Single by "Weird Al" Yankovic

from the album UHF – Original Motion Picture Soundtrack and Other Stuff
- B-side: "Generic Blues"
- Released: August 8, 1989
- Recorded: December 20, 1988
- Genre: Comedy rock;
- Length: 3:10
- Label: Scotti Brothers
- Songwriters: Mark Knopfler; Gordon Sumner; Paul Henning; Al Yankovic;
- Producer: Rick Derringer

"Weird Al" Yankovic singles chronology
| "UHF" (1989) | "Money for Nothing/Beverly Hillbillies*" (1989) | "Isle Thing" (1989) |

Audio sample
- file; help;

Music video
- "Money for Nothing/Beverly Hillbillies*" on YouTube

= Money for Nothing/Beverly Hillbillies* =

1989 single by "Weird Al" Yankovic

"Money for Nothing/Beverly Hillbillies*" is a song by "Weird Al" Yankovic. It is a cover of "Money for Nothing" by Dire Straits with the lyrics replaced by those of The Beverly Hillbillies theme song. The music video, which appeared as part of Yankovic's film UHF, is a parody of the "Money for Nothing" music video.

==Composition==
The song features Dire Straits members Mark Knopfler on guitar and Guy Fletcher on synthesizer, Knopfler's one condition for allowing the parody. Jim West, Yankovic's own guitarist, then practiced the song for weeks. As a result of that and because Knopfler had become more relaxed after having played it for several years, West's version sounded more like the original version.

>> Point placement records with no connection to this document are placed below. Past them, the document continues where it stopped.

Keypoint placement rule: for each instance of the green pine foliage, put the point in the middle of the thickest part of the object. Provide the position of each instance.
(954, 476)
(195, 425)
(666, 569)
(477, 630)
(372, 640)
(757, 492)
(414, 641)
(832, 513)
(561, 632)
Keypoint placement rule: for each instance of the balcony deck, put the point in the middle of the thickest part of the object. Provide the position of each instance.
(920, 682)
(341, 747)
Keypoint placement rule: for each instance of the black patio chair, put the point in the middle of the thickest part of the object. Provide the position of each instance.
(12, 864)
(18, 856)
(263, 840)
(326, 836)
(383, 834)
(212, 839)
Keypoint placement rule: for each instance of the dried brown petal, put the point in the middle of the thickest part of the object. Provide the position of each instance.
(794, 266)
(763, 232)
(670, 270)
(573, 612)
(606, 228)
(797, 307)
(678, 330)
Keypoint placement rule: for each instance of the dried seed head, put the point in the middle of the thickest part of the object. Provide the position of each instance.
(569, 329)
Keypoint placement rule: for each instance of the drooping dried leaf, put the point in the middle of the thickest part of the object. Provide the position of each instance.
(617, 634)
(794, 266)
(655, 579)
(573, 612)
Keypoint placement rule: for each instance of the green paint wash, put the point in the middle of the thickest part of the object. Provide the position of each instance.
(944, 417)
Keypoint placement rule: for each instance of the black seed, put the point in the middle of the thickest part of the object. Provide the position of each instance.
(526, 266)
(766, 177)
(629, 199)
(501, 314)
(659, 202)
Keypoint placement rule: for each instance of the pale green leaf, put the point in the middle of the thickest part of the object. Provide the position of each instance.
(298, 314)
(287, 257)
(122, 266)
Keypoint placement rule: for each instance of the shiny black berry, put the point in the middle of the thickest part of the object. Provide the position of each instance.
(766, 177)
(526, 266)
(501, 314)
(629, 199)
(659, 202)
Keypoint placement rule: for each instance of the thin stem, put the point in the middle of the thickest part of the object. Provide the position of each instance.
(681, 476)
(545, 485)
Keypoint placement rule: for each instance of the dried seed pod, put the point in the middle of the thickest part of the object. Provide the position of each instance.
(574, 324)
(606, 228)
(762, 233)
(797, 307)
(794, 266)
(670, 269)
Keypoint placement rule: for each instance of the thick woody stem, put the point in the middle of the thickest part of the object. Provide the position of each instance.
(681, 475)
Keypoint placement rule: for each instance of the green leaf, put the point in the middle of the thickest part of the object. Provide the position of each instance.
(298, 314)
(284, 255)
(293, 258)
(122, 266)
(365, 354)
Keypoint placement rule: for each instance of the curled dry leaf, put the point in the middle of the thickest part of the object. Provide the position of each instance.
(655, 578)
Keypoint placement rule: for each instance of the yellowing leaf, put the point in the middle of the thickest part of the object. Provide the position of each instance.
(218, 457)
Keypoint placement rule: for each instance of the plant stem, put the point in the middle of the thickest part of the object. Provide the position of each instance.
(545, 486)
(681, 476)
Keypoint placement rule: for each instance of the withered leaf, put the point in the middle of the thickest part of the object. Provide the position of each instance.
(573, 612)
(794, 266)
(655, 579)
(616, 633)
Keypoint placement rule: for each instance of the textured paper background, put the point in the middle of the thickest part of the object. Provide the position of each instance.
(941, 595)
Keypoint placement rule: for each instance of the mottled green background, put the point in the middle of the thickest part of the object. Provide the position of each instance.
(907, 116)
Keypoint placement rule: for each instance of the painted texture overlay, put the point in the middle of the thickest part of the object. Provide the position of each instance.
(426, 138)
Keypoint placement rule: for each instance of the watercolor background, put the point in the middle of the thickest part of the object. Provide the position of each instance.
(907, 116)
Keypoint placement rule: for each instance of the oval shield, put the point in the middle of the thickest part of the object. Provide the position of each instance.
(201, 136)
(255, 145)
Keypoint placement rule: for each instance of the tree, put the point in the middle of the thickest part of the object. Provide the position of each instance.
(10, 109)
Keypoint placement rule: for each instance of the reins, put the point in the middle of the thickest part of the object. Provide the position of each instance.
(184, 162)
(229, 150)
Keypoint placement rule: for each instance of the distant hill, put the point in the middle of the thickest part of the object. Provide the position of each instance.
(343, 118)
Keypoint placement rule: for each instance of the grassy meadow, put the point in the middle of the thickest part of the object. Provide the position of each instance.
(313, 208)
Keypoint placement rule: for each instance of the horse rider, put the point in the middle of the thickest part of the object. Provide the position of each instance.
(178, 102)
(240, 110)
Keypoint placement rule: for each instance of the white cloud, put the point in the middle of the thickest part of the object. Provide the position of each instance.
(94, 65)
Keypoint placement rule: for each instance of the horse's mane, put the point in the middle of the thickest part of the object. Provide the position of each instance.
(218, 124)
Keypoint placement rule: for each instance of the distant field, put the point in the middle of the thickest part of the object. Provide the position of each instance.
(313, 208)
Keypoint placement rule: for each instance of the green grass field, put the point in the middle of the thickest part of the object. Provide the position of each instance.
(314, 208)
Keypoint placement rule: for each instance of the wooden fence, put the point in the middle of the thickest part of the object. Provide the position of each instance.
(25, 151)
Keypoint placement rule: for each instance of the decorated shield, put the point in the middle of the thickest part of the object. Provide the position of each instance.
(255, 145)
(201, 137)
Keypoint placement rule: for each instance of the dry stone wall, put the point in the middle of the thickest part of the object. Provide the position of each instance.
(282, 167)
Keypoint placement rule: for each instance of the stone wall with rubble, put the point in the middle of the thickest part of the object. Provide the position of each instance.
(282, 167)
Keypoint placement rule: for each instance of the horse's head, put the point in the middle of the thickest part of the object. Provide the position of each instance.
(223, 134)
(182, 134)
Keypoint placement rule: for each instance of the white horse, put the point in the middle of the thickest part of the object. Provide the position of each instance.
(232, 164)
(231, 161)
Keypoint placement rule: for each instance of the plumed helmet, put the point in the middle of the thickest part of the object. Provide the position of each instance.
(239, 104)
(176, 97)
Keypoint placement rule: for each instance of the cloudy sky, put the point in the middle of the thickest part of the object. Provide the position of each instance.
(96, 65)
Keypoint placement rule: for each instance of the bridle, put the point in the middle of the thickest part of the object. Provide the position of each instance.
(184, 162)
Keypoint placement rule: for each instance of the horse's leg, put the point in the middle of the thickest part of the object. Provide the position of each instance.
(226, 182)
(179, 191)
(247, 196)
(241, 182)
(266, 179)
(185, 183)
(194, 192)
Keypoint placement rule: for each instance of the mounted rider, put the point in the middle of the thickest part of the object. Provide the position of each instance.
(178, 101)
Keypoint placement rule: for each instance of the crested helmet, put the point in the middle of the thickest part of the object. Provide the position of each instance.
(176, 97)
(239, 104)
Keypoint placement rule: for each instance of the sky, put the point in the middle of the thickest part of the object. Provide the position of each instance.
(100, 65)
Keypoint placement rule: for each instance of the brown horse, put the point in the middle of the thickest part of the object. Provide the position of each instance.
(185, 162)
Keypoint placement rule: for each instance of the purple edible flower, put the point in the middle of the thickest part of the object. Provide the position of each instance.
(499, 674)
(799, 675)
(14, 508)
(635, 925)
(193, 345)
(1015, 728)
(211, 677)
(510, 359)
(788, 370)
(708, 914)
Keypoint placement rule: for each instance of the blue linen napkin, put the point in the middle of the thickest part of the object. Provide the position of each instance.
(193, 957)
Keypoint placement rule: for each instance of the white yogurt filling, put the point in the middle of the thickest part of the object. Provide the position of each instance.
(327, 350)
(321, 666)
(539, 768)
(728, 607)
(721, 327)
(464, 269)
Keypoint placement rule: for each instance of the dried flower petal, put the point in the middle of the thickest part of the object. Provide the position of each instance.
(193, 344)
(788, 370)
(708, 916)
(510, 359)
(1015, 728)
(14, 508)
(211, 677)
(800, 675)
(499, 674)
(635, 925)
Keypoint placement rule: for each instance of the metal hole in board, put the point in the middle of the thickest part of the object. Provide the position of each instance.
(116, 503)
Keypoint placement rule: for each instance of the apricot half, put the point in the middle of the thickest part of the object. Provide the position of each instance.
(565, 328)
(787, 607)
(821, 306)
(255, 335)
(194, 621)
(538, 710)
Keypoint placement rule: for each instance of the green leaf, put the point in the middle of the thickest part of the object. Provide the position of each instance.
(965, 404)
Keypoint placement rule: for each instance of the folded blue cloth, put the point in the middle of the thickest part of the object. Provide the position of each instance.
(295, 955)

The song is credited to Mark Knopfler and Sting (writers of the original "Money for Nothing") and Paul Henning (writer of "The Ballad of Jed Clampett").

==Track listing==
1. "Money for Nothing/Beverly Hillbillies*" – 3:10
2. "Generic Blues" – 4:35

==Title negotiation==
Originally the title of the song was going to be simply "Beverly Hillbillies"; however, the title of the song was changed to "Money for Nothing/Beverly Hillbillies*" (with an asterisk), and it is legally copyrighted and registered as such. Yankovic commented on the legal complications with the titling of the song in the DVD audio commentary for the film UHF, explaining: "We had to name that song 'Money for Nothing "slash" Beverly Hillbillies "asterisk"' because the lawyers told us that had to be the name. Those wacky lawyers! Whatcha gonna do?" Yankovic also gave the following comment on his official website in regard to the title: "That incredibly stupid name is what the lawyers insisted that the parody be listed as. I'm not sure why, and I've obviously never been very happy about it."

==Music video==

The music video for "Money for Nothing/Beverly Hillbillies*" was done in the same style as the original and is featured in Yankovic's 1989 feature film UHF. However, several concepts were parodied.
- In the opening of the original video, a skinny, computer-generated man (who "lip syncs" Sting's vocals) is watching television. In the parody, this character is modeled after George Newman (Yankovic's character in UHF).
- The live action scenes are similar to the original, including partially rotoscoped-animation in bright neon colors, light emitting from the lead singer's head, and the "invisible man" playing the guitar.
- In the original, a portly blue-collar worker is shown "lip syncing" to Knopfler's vocals. In the parody, this character is modeled on the Jed Clampett character from Beverly Hillbillies.
- A short live-action clip displays the song as "The Ballad of Jed Clampett" by George Newman (Yankovic's character in UHF).
- David Silverman, later of Simpsons fame, designed the characters seen in the animated music video.
- In the original videos, the guitars simply have neon-styled effects added to them. In the parody, one of the guitars is made to twist as if it were solely neon lights.
- The original video features frequent camera cuts centered at Mark Knopfler in the final verse. This sequence is parodied in Yankovic's video during the first verse with him noticing the camera is cutting around him, constantly losing track of it before finally grabbing it and holding it in place himself.